Christophe Barratier, le réalisateur des "Choristes", de "Faubourg 36" et de "La nouvelle guerre des boutons", va adapter l’affaire Kerviel au cinéma. C’est Arthur Dupont qui incarnera l’ex-trader de la Société générale qui a défrayé la chronique en 2008, a indiqué la production.

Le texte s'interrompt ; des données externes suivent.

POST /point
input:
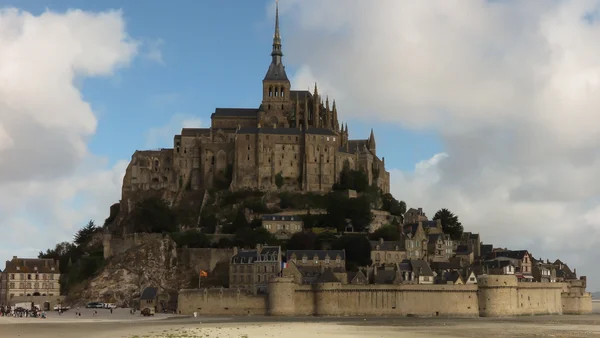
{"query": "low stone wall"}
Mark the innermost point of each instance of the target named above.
(495, 296)
(221, 302)
(37, 300)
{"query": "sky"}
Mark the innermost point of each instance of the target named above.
(488, 108)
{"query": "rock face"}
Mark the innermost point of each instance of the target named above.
(153, 263)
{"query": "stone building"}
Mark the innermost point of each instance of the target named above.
(293, 140)
(311, 266)
(252, 269)
(282, 226)
(387, 252)
(416, 241)
(2, 289)
(31, 277)
(439, 247)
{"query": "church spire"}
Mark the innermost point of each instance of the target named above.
(276, 53)
(276, 70)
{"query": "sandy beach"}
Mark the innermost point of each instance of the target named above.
(122, 324)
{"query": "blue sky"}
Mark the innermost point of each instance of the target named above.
(420, 73)
(215, 54)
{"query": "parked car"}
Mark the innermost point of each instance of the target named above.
(61, 307)
(148, 312)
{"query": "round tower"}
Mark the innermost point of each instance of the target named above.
(326, 299)
(497, 295)
(281, 296)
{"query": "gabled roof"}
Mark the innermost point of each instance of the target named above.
(420, 267)
(321, 254)
(149, 293)
(31, 265)
(281, 218)
(327, 277)
(518, 254)
(387, 245)
(235, 112)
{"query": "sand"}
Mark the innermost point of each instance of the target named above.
(122, 324)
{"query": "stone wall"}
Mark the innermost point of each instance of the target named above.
(495, 296)
(221, 302)
(37, 300)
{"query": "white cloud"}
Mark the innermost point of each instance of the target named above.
(50, 184)
(512, 87)
(162, 137)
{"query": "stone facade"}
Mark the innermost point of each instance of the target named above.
(251, 269)
(494, 296)
(282, 226)
(27, 277)
(292, 141)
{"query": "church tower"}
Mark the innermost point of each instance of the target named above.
(276, 85)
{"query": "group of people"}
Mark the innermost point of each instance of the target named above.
(7, 311)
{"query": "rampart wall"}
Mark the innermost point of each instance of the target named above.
(494, 296)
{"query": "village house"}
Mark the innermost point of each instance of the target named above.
(387, 252)
(252, 269)
(465, 254)
(412, 216)
(523, 263)
(31, 277)
(282, 226)
(543, 272)
(416, 241)
(308, 266)
(472, 241)
(439, 248)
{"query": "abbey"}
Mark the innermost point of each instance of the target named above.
(292, 141)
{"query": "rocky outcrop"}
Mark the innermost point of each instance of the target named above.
(153, 263)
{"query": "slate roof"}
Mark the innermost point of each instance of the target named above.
(320, 131)
(321, 254)
(235, 112)
(421, 267)
(195, 131)
(384, 277)
(387, 245)
(31, 265)
(149, 293)
(438, 266)
(327, 277)
(281, 218)
(270, 131)
(463, 250)
(300, 94)
(518, 254)
(250, 256)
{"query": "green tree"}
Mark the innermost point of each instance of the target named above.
(388, 232)
(392, 205)
(359, 212)
(450, 223)
(85, 234)
(153, 215)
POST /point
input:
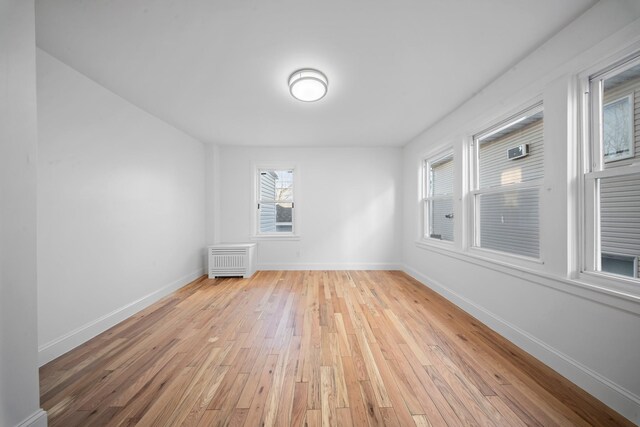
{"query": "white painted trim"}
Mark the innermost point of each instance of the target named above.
(330, 266)
(594, 292)
(37, 419)
(617, 397)
(59, 346)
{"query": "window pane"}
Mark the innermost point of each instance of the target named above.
(441, 219)
(495, 168)
(509, 222)
(276, 185)
(442, 176)
(620, 224)
(620, 108)
(276, 217)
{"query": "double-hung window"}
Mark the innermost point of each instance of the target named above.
(506, 178)
(612, 172)
(275, 202)
(438, 197)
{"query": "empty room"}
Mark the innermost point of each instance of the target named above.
(339, 213)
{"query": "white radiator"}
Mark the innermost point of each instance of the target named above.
(232, 259)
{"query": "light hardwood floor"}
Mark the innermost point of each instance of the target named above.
(309, 348)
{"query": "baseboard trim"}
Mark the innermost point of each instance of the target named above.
(616, 397)
(59, 346)
(37, 419)
(330, 266)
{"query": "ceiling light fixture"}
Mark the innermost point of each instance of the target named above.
(308, 85)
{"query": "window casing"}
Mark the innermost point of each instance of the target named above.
(438, 177)
(507, 174)
(612, 173)
(275, 202)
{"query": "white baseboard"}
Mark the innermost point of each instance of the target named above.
(618, 398)
(330, 266)
(59, 346)
(37, 419)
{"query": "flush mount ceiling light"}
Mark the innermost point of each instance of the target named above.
(308, 85)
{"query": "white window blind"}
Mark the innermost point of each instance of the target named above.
(506, 193)
(612, 182)
(275, 201)
(438, 198)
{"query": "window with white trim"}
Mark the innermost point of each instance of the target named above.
(508, 170)
(612, 173)
(438, 197)
(275, 202)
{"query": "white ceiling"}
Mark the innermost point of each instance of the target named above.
(218, 69)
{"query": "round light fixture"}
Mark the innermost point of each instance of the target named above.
(308, 85)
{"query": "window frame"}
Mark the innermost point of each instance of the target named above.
(474, 190)
(426, 163)
(258, 169)
(593, 168)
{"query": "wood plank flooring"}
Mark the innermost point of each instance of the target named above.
(347, 348)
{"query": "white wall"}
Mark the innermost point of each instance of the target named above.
(347, 206)
(121, 208)
(590, 336)
(19, 396)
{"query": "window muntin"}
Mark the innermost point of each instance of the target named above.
(506, 189)
(275, 201)
(612, 178)
(438, 197)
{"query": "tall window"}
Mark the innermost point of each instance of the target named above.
(508, 173)
(275, 201)
(438, 197)
(612, 177)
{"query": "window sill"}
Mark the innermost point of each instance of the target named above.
(591, 286)
(276, 237)
(428, 243)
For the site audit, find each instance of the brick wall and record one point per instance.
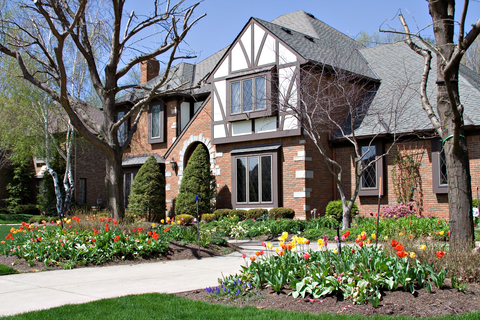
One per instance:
(427, 202)
(89, 163)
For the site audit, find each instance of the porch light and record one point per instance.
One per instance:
(173, 165)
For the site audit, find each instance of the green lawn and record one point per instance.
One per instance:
(163, 306)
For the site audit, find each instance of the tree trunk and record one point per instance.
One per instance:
(114, 184)
(451, 117)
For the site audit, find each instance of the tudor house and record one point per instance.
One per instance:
(259, 153)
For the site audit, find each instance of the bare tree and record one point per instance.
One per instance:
(448, 118)
(333, 105)
(46, 30)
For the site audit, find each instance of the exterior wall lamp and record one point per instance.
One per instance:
(173, 165)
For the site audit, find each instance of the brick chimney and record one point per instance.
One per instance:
(149, 70)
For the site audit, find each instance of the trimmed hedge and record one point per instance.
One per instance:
(240, 213)
(256, 213)
(278, 213)
(187, 219)
(335, 209)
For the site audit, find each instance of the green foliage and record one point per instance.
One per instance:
(147, 196)
(277, 213)
(18, 189)
(240, 213)
(335, 209)
(186, 219)
(221, 213)
(256, 213)
(198, 180)
(26, 209)
(46, 198)
(4, 270)
(208, 217)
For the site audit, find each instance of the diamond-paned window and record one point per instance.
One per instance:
(248, 95)
(369, 177)
(443, 168)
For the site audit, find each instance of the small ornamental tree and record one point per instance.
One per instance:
(198, 180)
(148, 191)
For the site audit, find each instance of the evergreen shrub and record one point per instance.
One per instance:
(186, 218)
(335, 209)
(219, 213)
(240, 213)
(147, 196)
(278, 213)
(198, 180)
(208, 217)
(256, 213)
(26, 209)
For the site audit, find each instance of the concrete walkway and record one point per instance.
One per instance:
(43, 290)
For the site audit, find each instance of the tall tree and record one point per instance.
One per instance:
(47, 30)
(448, 119)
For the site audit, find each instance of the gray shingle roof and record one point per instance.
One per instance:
(397, 100)
(326, 45)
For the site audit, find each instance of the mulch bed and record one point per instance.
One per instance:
(422, 304)
(175, 251)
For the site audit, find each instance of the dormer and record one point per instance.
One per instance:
(253, 85)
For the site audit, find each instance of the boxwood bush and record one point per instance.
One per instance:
(187, 219)
(256, 213)
(335, 209)
(278, 213)
(240, 213)
(208, 217)
(219, 213)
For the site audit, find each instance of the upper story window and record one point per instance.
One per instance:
(369, 185)
(123, 129)
(439, 168)
(248, 95)
(156, 127)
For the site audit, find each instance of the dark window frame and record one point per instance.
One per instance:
(269, 89)
(436, 157)
(275, 171)
(162, 137)
(379, 166)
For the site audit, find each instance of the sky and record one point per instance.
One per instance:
(225, 18)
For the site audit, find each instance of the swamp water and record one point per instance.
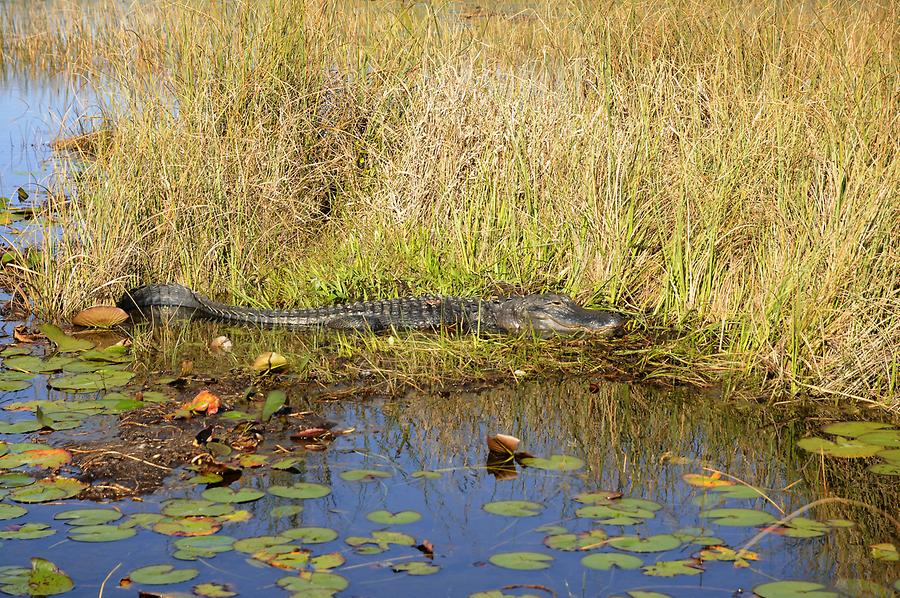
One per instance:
(409, 501)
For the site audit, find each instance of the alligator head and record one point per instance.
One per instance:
(548, 315)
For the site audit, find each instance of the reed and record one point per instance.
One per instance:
(727, 171)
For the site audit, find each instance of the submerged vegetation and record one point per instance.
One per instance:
(729, 171)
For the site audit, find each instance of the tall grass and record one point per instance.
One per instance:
(727, 169)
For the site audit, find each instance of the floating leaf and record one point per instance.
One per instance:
(28, 531)
(388, 518)
(43, 579)
(605, 561)
(48, 489)
(554, 463)
(65, 343)
(185, 507)
(192, 548)
(313, 584)
(301, 490)
(100, 380)
(11, 511)
(657, 543)
(227, 495)
(161, 575)
(513, 508)
(100, 533)
(275, 400)
(415, 568)
(521, 561)
(884, 552)
(268, 362)
(100, 316)
(673, 568)
(88, 516)
(738, 517)
(37, 365)
(793, 589)
(364, 475)
(853, 429)
(213, 590)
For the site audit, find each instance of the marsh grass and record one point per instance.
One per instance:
(727, 172)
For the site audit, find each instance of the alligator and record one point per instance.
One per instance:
(538, 314)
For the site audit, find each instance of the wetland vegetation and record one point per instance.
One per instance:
(725, 174)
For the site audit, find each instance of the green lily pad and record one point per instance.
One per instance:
(161, 575)
(415, 568)
(286, 511)
(11, 511)
(882, 438)
(48, 489)
(605, 561)
(36, 365)
(101, 533)
(192, 548)
(673, 568)
(88, 516)
(300, 490)
(364, 475)
(65, 343)
(227, 495)
(793, 589)
(738, 517)
(850, 449)
(315, 584)
(513, 508)
(323, 562)
(310, 535)
(853, 429)
(87, 382)
(213, 590)
(28, 531)
(554, 463)
(43, 579)
(522, 561)
(20, 427)
(657, 543)
(186, 507)
(569, 542)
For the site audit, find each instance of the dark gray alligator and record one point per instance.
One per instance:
(543, 315)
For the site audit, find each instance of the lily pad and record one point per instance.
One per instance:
(554, 463)
(738, 517)
(227, 495)
(853, 429)
(88, 516)
(48, 489)
(657, 543)
(101, 533)
(522, 561)
(673, 568)
(44, 579)
(605, 561)
(513, 508)
(388, 518)
(300, 490)
(161, 575)
(310, 535)
(793, 589)
(65, 343)
(364, 475)
(313, 584)
(91, 381)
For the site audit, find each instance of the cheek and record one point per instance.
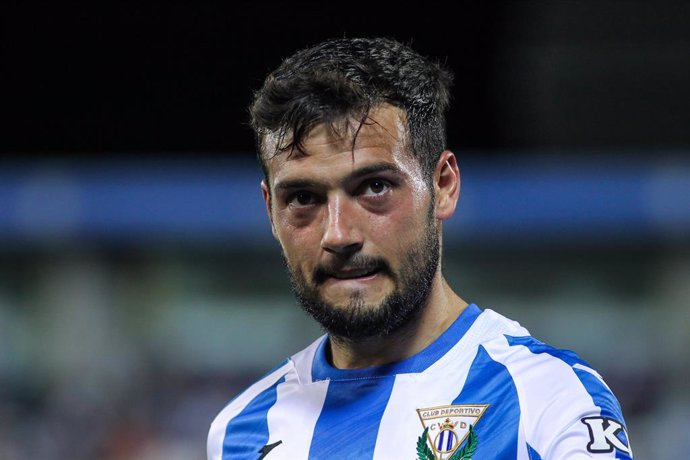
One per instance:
(297, 243)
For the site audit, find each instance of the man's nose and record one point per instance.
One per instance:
(341, 235)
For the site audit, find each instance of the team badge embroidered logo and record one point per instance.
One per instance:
(449, 432)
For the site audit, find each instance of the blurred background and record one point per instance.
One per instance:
(140, 288)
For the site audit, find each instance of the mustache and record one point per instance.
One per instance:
(357, 262)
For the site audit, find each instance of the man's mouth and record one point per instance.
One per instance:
(355, 273)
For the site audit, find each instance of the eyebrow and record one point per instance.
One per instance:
(291, 184)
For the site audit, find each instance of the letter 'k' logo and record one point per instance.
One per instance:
(603, 434)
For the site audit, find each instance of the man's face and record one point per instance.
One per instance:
(357, 228)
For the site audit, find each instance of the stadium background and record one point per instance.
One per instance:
(140, 287)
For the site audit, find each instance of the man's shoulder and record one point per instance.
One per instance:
(296, 367)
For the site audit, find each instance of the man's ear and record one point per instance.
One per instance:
(446, 185)
(267, 199)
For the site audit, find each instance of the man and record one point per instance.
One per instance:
(358, 183)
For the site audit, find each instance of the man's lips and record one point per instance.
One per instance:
(354, 273)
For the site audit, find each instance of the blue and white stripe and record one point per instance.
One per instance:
(536, 396)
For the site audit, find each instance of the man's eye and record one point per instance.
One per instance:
(301, 199)
(376, 187)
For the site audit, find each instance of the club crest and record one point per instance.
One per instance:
(449, 432)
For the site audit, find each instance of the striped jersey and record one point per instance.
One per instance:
(484, 389)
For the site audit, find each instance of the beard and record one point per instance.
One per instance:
(359, 320)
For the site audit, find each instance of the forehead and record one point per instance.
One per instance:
(382, 138)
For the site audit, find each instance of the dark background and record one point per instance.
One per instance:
(141, 288)
(177, 76)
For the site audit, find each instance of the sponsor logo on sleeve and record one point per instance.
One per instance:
(605, 435)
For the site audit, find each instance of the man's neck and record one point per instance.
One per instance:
(442, 309)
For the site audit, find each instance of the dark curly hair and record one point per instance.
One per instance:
(339, 81)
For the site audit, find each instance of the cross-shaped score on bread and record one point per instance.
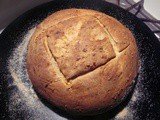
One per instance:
(78, 53)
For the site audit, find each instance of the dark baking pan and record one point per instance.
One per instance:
(18, 100)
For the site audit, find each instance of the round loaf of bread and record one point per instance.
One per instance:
(82, 61)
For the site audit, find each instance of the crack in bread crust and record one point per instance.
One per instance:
(67, 81)
(53, 61)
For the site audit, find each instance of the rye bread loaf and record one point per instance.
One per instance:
(83, 61)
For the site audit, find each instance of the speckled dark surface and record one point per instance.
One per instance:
(18, 100)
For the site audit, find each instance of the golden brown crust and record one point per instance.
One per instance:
(82, 60)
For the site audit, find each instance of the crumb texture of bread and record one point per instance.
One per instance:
(82, 60)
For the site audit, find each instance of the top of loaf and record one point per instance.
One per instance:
(82, 40)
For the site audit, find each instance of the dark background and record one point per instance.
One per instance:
(11, 9)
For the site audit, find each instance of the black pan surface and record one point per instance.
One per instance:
(18, 100)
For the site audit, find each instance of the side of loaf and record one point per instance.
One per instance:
(83, 61)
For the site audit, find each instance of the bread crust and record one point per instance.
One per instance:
(83, 61)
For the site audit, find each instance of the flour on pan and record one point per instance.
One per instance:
(22, 97)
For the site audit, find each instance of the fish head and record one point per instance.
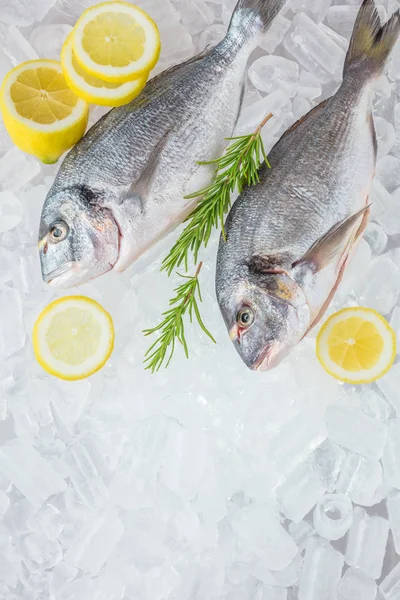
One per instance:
(266, 316)
(78, 238)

Christophe Barratier a décidé d'adapter l'affaire au cinéma après avoir rencontré Jérôme Kerviel lors d'un dîner, apprenant par la même occasion qu'il n'avait pas encore vendu les droits de son livre, "L'engrenage". Le tournage devrait commencer en juin 2014.
 
Entré à la Société générale à 23 ans, Jérôme Kerviel a été accusé d’avoir fait perdre à sa banque cinq milliards d’euros en pleine crise des subprimes. Son procès en appel, en 2012, a confirmé sa condamnation à cinq ans de prison dont trois ferme et au remboursement des pertes subies par la banque, soit 4,9 milliards d’euros.
 
Christophe Barratier a consulté régulièrement Jérôme Kerviel
Christophe Barratier a choisi Arthur Dupont pour incarner le personnage à l'issue de nombreuses auditions. Peu connu du grand public, ce dernier devrait s'identifier plus facilement à l'acteur, selon  le réalisateur.
 
Le comédien âgé de 27 ans a fait quelques apparitions à la télévision ("R.I.S. Police  scientifique", "Joséphine, ange gardien") avant de débuter au cinéma  dans "Bus  Palladium" de Christopher Thomson. On l'a également vu dans "Mauvaise fille" de  Patrick Mille, "Les saveurs du palais" de Christian Vincent et "Au bout du conte" d'Agnès Jaoui.
 
François-Xavier Demaison devrait interpréter un rôle de "mentor" du jeune trader, selon la production.
 
Christophe Barratier a écrit le scénario, intitulé "Avis de tempête", avec Laurent Turner ("La proie"), en consultant régulièrement Jérôme Kerviel. Le thriller se situe essentiellement lors du week-end de la mi-janvier 2008 où Jérôme Kerviel a été convoqué au siège de la Société générale à la Défense à Paris et informé de son éviction immédiate.